Ardından Emel Müftüoğlu, teşhisi koydu: "Say yıllara, buna say vedalara. Yaz tükenen sevdamın son damlasına!"

Evet, teknoloji geliştikçe aşk tükeniyordu. Daha doğrusu MFÖ'nün "Birçok güzeller sevdim, birini biraz fazla." demesi gibi yavaşça ayran gönüllülük galebe çalmaya başlıyordu.

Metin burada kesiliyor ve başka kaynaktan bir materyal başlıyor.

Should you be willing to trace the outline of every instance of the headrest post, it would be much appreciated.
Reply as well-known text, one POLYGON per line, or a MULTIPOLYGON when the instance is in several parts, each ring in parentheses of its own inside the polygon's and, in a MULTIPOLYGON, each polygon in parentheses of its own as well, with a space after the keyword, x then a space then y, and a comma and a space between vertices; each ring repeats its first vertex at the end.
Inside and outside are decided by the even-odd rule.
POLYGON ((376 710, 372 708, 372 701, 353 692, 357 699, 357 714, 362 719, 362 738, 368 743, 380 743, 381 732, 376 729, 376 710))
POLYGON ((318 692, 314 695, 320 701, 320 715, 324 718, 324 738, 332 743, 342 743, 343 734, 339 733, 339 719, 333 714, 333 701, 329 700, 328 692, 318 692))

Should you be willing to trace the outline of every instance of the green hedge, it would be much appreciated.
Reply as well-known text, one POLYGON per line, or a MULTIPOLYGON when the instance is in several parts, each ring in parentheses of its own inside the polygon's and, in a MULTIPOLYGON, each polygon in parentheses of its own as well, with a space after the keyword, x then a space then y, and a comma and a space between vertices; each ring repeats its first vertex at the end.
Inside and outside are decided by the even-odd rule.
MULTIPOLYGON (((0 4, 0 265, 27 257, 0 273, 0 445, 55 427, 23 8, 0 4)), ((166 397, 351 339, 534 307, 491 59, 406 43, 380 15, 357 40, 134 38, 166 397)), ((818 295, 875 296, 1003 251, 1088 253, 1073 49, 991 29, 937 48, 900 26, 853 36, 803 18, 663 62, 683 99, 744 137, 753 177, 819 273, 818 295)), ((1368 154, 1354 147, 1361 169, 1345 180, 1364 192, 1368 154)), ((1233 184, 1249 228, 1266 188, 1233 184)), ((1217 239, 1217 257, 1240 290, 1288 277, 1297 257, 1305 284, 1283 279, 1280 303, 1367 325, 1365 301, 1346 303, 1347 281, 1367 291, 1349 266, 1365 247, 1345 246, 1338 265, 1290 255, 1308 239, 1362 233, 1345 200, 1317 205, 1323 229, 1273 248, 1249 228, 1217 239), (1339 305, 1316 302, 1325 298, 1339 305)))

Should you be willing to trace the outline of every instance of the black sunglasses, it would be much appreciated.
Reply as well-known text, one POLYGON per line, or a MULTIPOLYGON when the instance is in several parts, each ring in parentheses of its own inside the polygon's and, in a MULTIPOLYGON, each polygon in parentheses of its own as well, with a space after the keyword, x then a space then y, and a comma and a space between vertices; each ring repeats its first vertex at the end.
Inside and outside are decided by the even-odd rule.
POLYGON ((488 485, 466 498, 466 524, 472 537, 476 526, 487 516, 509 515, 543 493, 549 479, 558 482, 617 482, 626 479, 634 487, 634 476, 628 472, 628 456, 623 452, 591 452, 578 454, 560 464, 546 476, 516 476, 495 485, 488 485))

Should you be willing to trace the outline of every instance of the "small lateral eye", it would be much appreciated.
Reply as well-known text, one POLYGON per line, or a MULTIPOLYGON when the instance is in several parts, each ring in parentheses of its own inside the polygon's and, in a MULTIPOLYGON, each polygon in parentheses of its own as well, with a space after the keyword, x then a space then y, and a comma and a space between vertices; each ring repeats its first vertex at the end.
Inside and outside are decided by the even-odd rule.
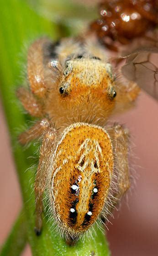
POLYGON ((60 87, 59 88, 59 92, 60 94, 63 94, 64 91, 64 89, 63 87, 60 87))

Artık pek de masum değildi aşk... Levent Yüksel'in bağıra bağıra dediği gibi, "Gel sokağıma gel, penceremi aç yatağıma gel." demek ayıp sayılmıyordu. Sonra nasıl olacaksa artık, "Yeter ki onursuz olmasın aşk!"

Paralı sevgili peşindeki kızların bir kısmı "Onun arabası var, güzel mi güzel" diyorsa da "Maalesef ruhu yok" olmuştu, aşk denen duygunun.

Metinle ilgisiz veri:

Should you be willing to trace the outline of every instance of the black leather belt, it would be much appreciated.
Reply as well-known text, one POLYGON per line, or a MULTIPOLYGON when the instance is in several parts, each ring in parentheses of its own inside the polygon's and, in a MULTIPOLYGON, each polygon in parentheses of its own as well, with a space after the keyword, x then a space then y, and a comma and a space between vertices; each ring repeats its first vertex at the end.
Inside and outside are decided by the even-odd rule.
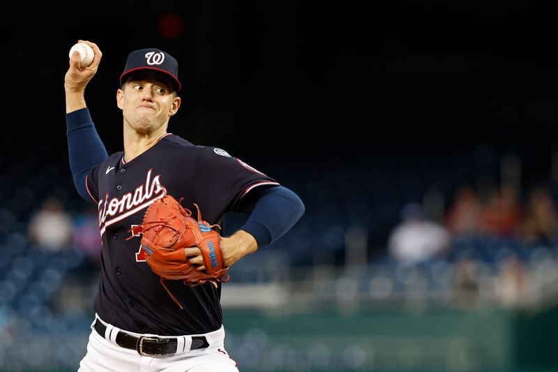
MULTIPOLYGON (((93 325, 95 330, 105 337, 105 331, 107 327, 98 320, 95 321, 93 325)), ((136 350, 140 355, 153 357, 155 355, 166 355, 174 354, 178 348, 176 338, 160 338, 159 337, 142 336, 135 337, 119 332, 116 335, 116 343, 123 348, 136 350)), ((204 336, 193 336, 192 346, 190 350, 202 349, 209 346, 209 343, 204 336)))

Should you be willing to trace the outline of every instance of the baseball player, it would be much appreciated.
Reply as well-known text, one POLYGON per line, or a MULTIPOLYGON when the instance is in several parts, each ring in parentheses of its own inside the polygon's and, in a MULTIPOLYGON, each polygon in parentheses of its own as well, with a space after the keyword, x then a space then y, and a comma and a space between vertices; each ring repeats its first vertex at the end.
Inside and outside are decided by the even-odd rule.
MULTIPOLYGON (((195 203, 211 224, 222 225, 229 211, 248 212, 241 229, 220 238, 229 267, 288 231, 304 206, 294 193, 225 150, 167 132, 181 105, 181 86, 178 62, 158 49, 128 57, 116 91, 123 151, 109 156, 84 98, 102 53, 93 43, 79 42, 89 45, 95 57, 80 68, 74 53, 64 79, 70 167, 79 194, 98 208, 102 244, 96 317, 79 371, 238 371, 224 347, 221 283, 190 287, 167 281, 173 301, 146 265, 135 227, 146 209, 167 194, 183 198, 190 210, 195 203)), ((203 269, 200 250, 186 251, 189 262, 203 269)))

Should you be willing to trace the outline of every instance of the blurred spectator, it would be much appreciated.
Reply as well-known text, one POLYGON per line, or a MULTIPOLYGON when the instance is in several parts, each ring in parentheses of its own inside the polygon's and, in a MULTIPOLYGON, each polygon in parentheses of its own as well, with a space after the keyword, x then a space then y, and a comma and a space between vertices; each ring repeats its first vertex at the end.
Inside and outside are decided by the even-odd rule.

"Bize neler neler söylediler sevda üstüne, aldatıldık" diyen Rengin haklı çıkmıştı. Özlem Tekin de itiraf ediyordu zaten: "Çok üzgünüm, dün gece seni aldattım. / Kim olduğu mühim değil, sana bağlanmaktan kaçtım." Aşk o kadar laçkalaşmıştı ki, artık her şeyi affeder olmuştu!

Kızlar takmış takıştırmış, sürmüş sürüştürmüş. Bir dağınıklık, bir rüküşlük... "Kıl oldum abi!"

Delikanlılar niyeti bozmuş. "Bandıra bandıra yeme" peşinde.

İki binler geldi, aşkın ruhuna el fatiha: "Sarılmandan belli, kırıcan mı belimi. / Çok canım acıdı, çeksene elini."

***

Mekandan çıktık. Arabaya biner binmez bizim hanım, radyoyu açtı. "Sıradaki şarkı ikimize gelsin mi?" diye sordu. Riskin ne kadar büyük olduğunu bilsem de "Peki" dedim. Allah'tan gerçek aşkın ölmediği yıllardan bir melodi doldurdu kulaklarımızı: "Şu dünyada sevgi büyük ihtiyaç, herkes sevmeye sevilmeye muhtaç."

İlk fırsatta kendime mavi boncuk takmaya karar verdim. "Onda bunda şundadır, mavi boncuk kimdeyse benim gönlüm ondadır." diyordu şarkı, ne de olsa!